Securing Solr from prying eyes

Solr, by default, comes completely open. Anyone can make search requests, anyone can upload documents, anyone can access the administration interface, and anyone can delete data. However, it isn't difficult to lock down Solr for use in any kind of environment. We can do this by making use of the standard practices that you would apply to any kind of web application or server software.

Limiting server access

The single biggest thing you can do to secure Solr is to lock down who has access to the server. Using standard firewall techniques, you can control what IP addresses are allowed to connect to the Solr through the 8983 port.

Unless you have very unusual needs, you won't expose Solr to the Internet directly; instead users will access Solr through some sort of web application, that in turn forwards requests to Solr, collects the results, and displays them to your users. By limiting the IP addresses that can connect to Solr to just those belonging to your web farm, you've ensured that random Internet users and internal users don't mess with Solr.

Note

If you lock down access via IP addresses, then don't forget that if you have external processes uploading content, you need to make sure those IP addresses are added.

Using IP addresses to control access is crude and basic; it doesn't help if someone is connecting to Solr from one of the valid IP addresses. Fortunately, Solr is just a WAR file deployed in a Servlet container, so you can use all of the capabilities of Servlet containers to control access. In order to limit access to /solr/update* and /solr/admin/* in Jetty by requiring BASIC authentication from your users, you merely edit the web.xml in your Solr WAR adding the following stanza at the bottom:

<security-constraint>
  <web-resource-collection>
     <web-resource-name>Solr Admin</web-resource-name>
     
	 <url-pattern>/admin/*</url-pattern>
  </web-resource-collection>
  <auth-constraint>
     <role-name>admin</role-name>
  </auth-constraint>
</security-constraint>
<security-constraint>
  <web-resource-collection>
     <web-resource-name>Solr Update</web-resource-name>
     <url-pattern>/update*</url-pattern>
  </web-resource-collection>
  <auth-constraint>
     <role-name>admin</role-name>
     <role-name>content_updater</role-name>
   </auth-constraint>
</security-constraint>

<login-config>
   <auth-method>BASIC</auth-method>
   <realm-name>Test Realm</realm-name>
</login-config>

This specifies that access to the /update* URLs is limited to anyone in the roles of admin or content_updater, although only admin users can access the /admin/* URLs. The realm-name is what ties the security constraints to the users configured in Jetty.

Tip

Customizing web.xml in Jetty

Sometimes cracking open a WAR file just to customize web.xml can be a pain. However, if you are a Jetty user, then you can put the changes into ./etc/webdefault.xml and Jetty will apply the changes to any WAR file deployed. This is a nice trick if you have just a single webapp in the Jetty container. See ./examples/solr/etc/webdefault.xml and ./examples/solr/etc/jetty.xml for example.

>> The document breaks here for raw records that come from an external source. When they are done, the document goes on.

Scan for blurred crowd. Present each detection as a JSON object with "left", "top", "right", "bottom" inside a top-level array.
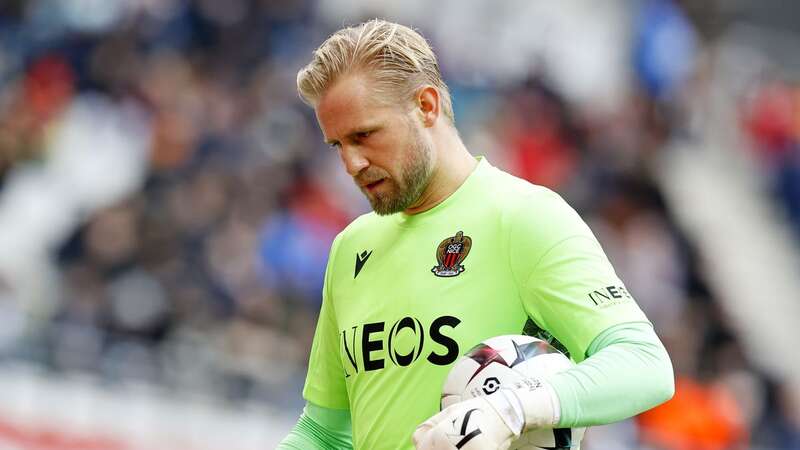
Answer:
[
  {"left": 0, "top": 0, "right": 798, "bottom": 449},
  {"left": 741, "top": 79, "right": 800, "bottom": 241}
]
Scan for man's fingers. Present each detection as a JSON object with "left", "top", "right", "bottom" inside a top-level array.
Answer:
[
  {"left": 413, "top": 421, "right": 457, "bottom": 450},
  {"left": 418, "top": 408, "right": 450, "bottom": 429},
  {"left": 412, "top": 422, "right": 432, "bottom": 448}
]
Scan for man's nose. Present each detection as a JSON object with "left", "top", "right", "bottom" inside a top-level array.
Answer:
[{"left": 340, "top": 145, "right": 369, "bottom": 177}]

Edit the jetty.xml file and uncomment the <Set name="UserRealms"/> stanza so that it looks like the following:

<Set name="UserRealms">
   <Array type="org.mortbay.jetty.security.UserRealm">
     <Item>
        <New class="org.mortbay.jetty.security.HashUserRealm">
           <Set name="name">Solr Realm</Set>
           <Set name="config"><SystemProperty name="jetty.home" default="."/>/etc/realm.properties
           </Set>
        </New>
     </Item>
  </Array>
</Set>

The ./etc/realm.properties file contains a list of users with their passwords and roles to which they belong. We've specified that the user named administrator has the roles of content_updater and admin, and therefore can access any /update and /admin URLs. However, the user eric can only access the /update URLs as shown in the following code:

administrator: $ecretpa$$word,content_updater,admin
eric: mypa$$word, content_updater
guest: guest,read-only

Adding authentication introduces an extra roadblock for automated scripts that need to interact with Solr to upload information. However, if you use BASIC authentication, then you can easily pass the username and password as part of the URL request. The only downside is that the password is being transmitted in cleartext, and you should wrap the entire request in SSL for maximum security:

http://USERNAME:PASSWORD@localhost:8080/solr/update 

Note

Normally, you wouldn't want to store passwords in plain text on the server in a file such as realm.properties that isn't encrypted. More information is available at http://docs.codehaus.org/display/JETTY/Realms.

Put Solr behind a Proxy

Another approach to securing Solr is to lock it down via firewall rules and run a proxy that mediates access to the locked down Solr. If you specify that port 8983 isn't accessible to the public, but only accessible on the local box, then you can deploy a proxy on the same server that controls access. There are a some Solr-specific proxy servers available: https://github.com/o19s/solr_nginx, and a NodeJS option: https://github.com/dergachev/solr-security-proxy.

Let's try out the NodeJS option. Assuming that you have Node Package Manager npm installed, run the following code:

>> npm install solr-security-proxy

Then, to start the proxy that allows access to the mbartists and mbtracks cores, but none of the other cores on port 9090, run the startup script in /examples/11 as follows:

>> ./start-solr-security-proxy.sh

You can verify access by trying to access the mbartists core at http://localhost:9090/solr/mbartists/select?q=*:*, but being denied access to the karoke core at http://localhost:9090/solr/mbartists/select?q=*:*. Go ahead, try out some attacks like trying to trigger commits or access the admin control panel!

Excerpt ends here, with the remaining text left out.